Other factors may be in play. Please let me know what I’ve missed!

  • Extreme Driver Shortage (Aging Demographic, few new entries into the market, driver training schools closed during 2 years of COVID)
  • Double Vaccination Government Mandate reducing cross-border capacity.  Less US Trucks coming to Canada.
  • Driver wage increases – Open war on signing bonuses and wage increases due to lack of driver training and vaccine mandates. $10k signing bonus on the table.
  • New Trucks & Trailers – Back ordered over 1 year, prices skyrocketing.  Owners forced to cannibalize their own fleets to keep running. Used trailer costs triple year over year ($30k CAD for an 8 year old trailer).
  • Parts for trucks and trailers – typically sourced off-shore.  Ocean Container Service in turmoil (more below) creating extreme scarcity of parts and negatively impacting down time.
  • Consumer Spending on goods (rather than services) four times greater during 2020, 2021.  Huge spike in demand for capacity and warehousing.
  • Manufacturers now doubling down on raw material orders so as to not get caught short. Creates bottlenecks where warehouses are full.
  • Global weather patterns continue to disrupt the flow of goods both in North America (BC Floods, California Wildfires, etc.) and around the world.
  • Offshore strikes, drayage Strikes, Border Protestors – all impacted the flow of goods.
  • Russia/Ukraine conflict further adding to the problems. Warnings of food shortages.
  • Fuel costs skyrocketing with oil prices in winter 2022
  • Extreme port congestion continues into its 2nd year. Ships offshore waiting an average of 30 days to come into port.

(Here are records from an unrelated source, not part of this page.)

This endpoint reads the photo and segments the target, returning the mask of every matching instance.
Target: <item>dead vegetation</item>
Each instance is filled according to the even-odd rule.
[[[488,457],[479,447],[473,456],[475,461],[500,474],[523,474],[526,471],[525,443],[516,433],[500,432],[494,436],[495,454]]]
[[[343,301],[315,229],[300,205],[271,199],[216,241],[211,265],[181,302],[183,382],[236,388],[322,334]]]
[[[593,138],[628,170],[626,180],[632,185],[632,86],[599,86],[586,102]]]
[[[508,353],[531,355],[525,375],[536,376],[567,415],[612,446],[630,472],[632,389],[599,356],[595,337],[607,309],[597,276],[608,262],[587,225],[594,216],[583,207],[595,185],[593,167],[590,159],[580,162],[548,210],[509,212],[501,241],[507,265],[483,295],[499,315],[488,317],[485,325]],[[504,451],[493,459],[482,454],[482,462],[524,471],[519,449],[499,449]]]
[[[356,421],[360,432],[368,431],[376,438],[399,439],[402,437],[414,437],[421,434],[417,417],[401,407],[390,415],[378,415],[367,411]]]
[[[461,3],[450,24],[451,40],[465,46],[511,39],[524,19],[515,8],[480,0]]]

    • Major ports closed due to COVID outbreaks in Vietnam, China, and elsewhere
    • US federal investigations into ocean freight oligopolies price gouging
    • On Dec 10 2022, there were 74 ships in the water waiting to be unloaded at the Port of Vancouver (just the Port of Vancouver for this example, but every other port across the planet is in the same sort of predicament). 74 ships equals approximately 888,000 containers, which equals approximately 2500 fully loaded summer trains (as opposed to winter trains that have to be cut shorter to get the air brakes to work). With 252 working days per year, that’s 10 fully loaded trains per day for an entire year just to clean up the Vancouver backlog.